5 Kasım 2012 Pazartesi

Dost bildiğimiz “Düşman”

Evet dost bildiğimiz, “dostumuz” dediğimiz arkasından koştuğumuz, yere göğe sığdıramadığımız yazarlarımızın, çizerlerimizin, “Alim” dediğimiz bir takım insanlarımızın ilham kaynağı olduğu, peşinden koştukları İslam inkılabını gerçekleştiren İran, büyük bir İslâm devleti ve İslâmın savunucusu ve ümmetin koruyucusu idi.

Son çeyrek yüzyılın İslâm adına yüz akı idi. Acaba öyle miydi? Hayır, hayır… İran (Şia) hiçbir zaman İslâmı bırakın hizmet etmeyi, İslamiyetin içimizdeki en büyük düşmanıydı. Evet gerçek bu!. 

İran veya Şia asla İslama ve Müslümanlara ne maddi ne de manevi hiçbir yardım yapmamıştır. Bilakis Şia dışındaki bütün Müslümanları düşman görmüş ve savaşmıştır. Uzak tarihlere hiç gitmeye gerek yok, yakın tarihlerde cereyan etmiş olan Çeçenistan savaşında İran daima Rusları tutmuştur. Çeçenlere bırakın yardım etmeyi yardıma gitmek isteyen mücahid gruplarım engellemiştir. Ruslara devamlı istihbarat bilgileri vermiştir. Çeçenleri, terörist saymıştır.

Yine Azerbaycan-Ermenistan savaşında Ermeni tarafını tutmuştur. Ermenilere silah, gıda, lojistik ve istihbarat bilgileri vermiştir. Şu anda bile Ermenilere yardım etmektedir. Şu meşhur İslâm-ümmet savunucusu İran’ın iki büyük düşmanı vardır; birincisi Amerika, ikincisi İsrail öyle mi, hayır kesinlikle yalan. İran aslında iki büyük düşmanı Amerika ve İsrail, İran’ın en büyük dostudur. Çünkü birbirleriyle kavga edip dünya siyasetine yön vermeye çalışıyorlar. Hepsi birbirinden besleniyorlar, böylelikle İslâm âlemini arkasına almaya çalışıyorlar. Bizim bazı saftirikler de öyle görüyor veya öyle görmeye mecbur kalıyorlar.

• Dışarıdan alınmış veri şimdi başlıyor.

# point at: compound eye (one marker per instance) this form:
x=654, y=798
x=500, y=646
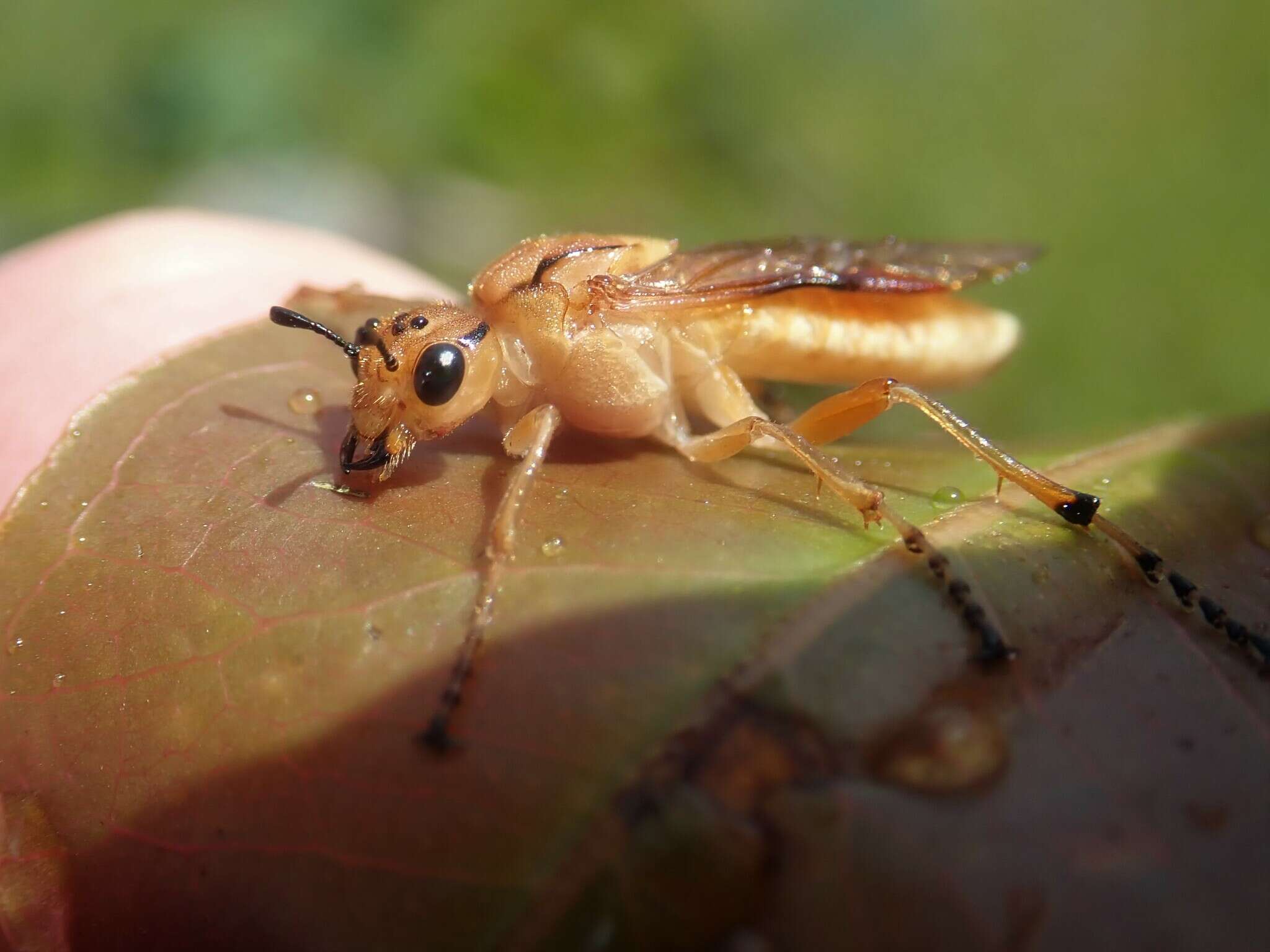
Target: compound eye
x=438, y=374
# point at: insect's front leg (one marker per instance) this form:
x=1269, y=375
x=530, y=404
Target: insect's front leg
x=729, y=441
x=527, y=441
x=842, y=413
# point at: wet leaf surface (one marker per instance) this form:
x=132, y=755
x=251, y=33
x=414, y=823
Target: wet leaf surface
x=711, y=708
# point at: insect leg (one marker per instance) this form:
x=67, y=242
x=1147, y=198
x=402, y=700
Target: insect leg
x=873, y=507
x=528, y=441
x=840, y=414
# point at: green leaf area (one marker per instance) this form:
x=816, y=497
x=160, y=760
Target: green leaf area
x=713, y=710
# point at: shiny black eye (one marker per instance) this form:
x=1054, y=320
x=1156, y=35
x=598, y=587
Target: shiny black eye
x=438, y=374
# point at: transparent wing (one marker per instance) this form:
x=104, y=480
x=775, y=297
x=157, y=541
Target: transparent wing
x=719, y=273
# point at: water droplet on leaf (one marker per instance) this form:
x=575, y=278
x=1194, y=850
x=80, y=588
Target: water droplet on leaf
x=305, y=402
x=943, y=749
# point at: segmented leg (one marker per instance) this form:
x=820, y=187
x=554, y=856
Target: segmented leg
x=735, y=437
x=528, y=441
x=842, y=413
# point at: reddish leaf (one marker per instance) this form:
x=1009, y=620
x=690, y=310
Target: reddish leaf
x=215, y=668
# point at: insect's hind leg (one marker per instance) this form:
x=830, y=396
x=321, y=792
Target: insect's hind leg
x=1188, y=592
x=732, y=439
x=842, y=413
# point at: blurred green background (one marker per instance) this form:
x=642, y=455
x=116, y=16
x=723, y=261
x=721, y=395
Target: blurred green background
x=1128, y=138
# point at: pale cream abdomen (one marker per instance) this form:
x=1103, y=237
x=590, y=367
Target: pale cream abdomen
x=826, y=337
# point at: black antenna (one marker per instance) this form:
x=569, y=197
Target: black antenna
x=368, y=332
x=286, y=318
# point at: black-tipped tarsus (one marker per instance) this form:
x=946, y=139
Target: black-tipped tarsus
x=1080, y=509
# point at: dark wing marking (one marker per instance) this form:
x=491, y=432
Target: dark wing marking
x=718, y=273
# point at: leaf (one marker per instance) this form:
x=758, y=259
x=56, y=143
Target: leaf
x=718, y=708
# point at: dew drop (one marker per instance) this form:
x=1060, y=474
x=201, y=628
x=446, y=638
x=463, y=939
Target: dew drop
x=1261, y=531
x=305, y=402
x=944, y=749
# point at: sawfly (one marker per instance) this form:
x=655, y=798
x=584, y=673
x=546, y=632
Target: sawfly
x=630, y=338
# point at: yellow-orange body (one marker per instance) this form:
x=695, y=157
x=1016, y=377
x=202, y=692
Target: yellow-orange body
x=647, y=372
x=625, y=337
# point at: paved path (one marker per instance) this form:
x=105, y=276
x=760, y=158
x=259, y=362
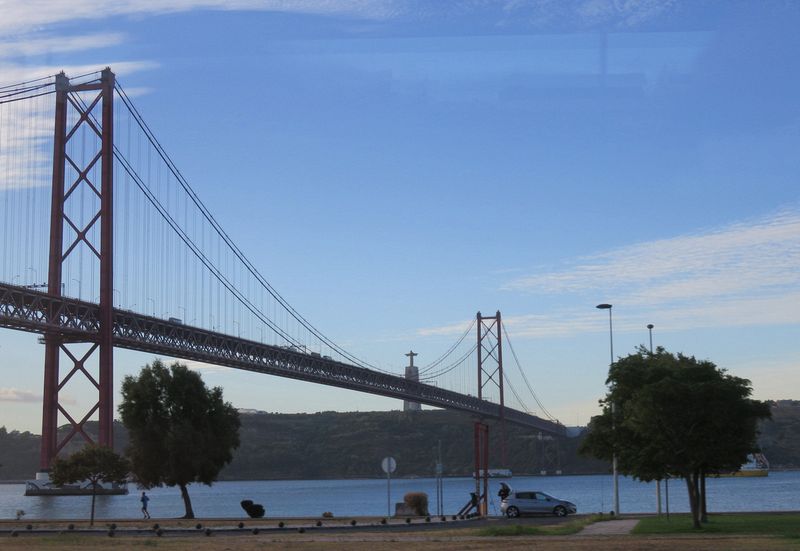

İran Afganistan için Ruslardan sonra Taliban’a karşı Amerika’ya hava sahasını açmıştır ve istihbarat bilgileri vermiştir. Hani İran, Müslümanların hamisi ve yardımcısıydı? Hani Amerika İran’ın en büyük düşmanı idi? Aynı şekilde Irak da Amerika’ya yardım etmektedir. Bu nasıl Amerika’ya düşmanlık? Bu nasıl Müslümanlık? İran siyaseti yüzyılladır usta manevralarla İran’ı ayakta tutmayı başarmıştır. Safevi-Pers devleti iki yüzlüdür, bütün üstün tarafları idare etmeyi başarmıştır(!). Bugün aynı şeyi Suriye’de görmekteyiz. 

Evet Suriye’de akan kanın vebali İran’ındır. Bunları yazmakla bitmez, İran (Şia) zalimdir ve sapıktır. Çünkü bütün Müslümanların tek kelimeyle kabul ettiği sevgili Peygamberimizin sadık dostu ilk Müslüman olan Hz. Ebubekir Sıddık’a (r.a.) küfür eden, onu kabul etmeyen, onu tanımayan, Hz. Ömer’e (r.a.) hakaret eden, ona küfür eden, Hz. Osman’a (r.a.) her türlü çirkinliği yakıştıran, dört büyük halifenin arasını açmaya çalışan insanlar benim ve bütün inanan gerçek Müslümanlar tarafından zerre, ama zerre değerleri yoktur. Onların alimleri asla İslâm âlimi olamaz, ancak olsa olsa Şia alimi olurlar.

Onlara İslâm âlimi demek İslamiyeti inkar etmek olur. Hz. Ayşe validemize (r.a.) İftira atıp çirkinlikler sergileyen Şia asla gerçek Müslümanları temsil edemez. Hz. Ayşe validemiz (r.a.) hakkında açık ayet olduğu halde Şia bunu görmezden gelip iftiralarına devam etmektedir. Yani ayeti inkar etmişlerdir.

Peki Allah’ın (cc) gönderdiği ayeti inkar edenler Müslüman olabilirler mi?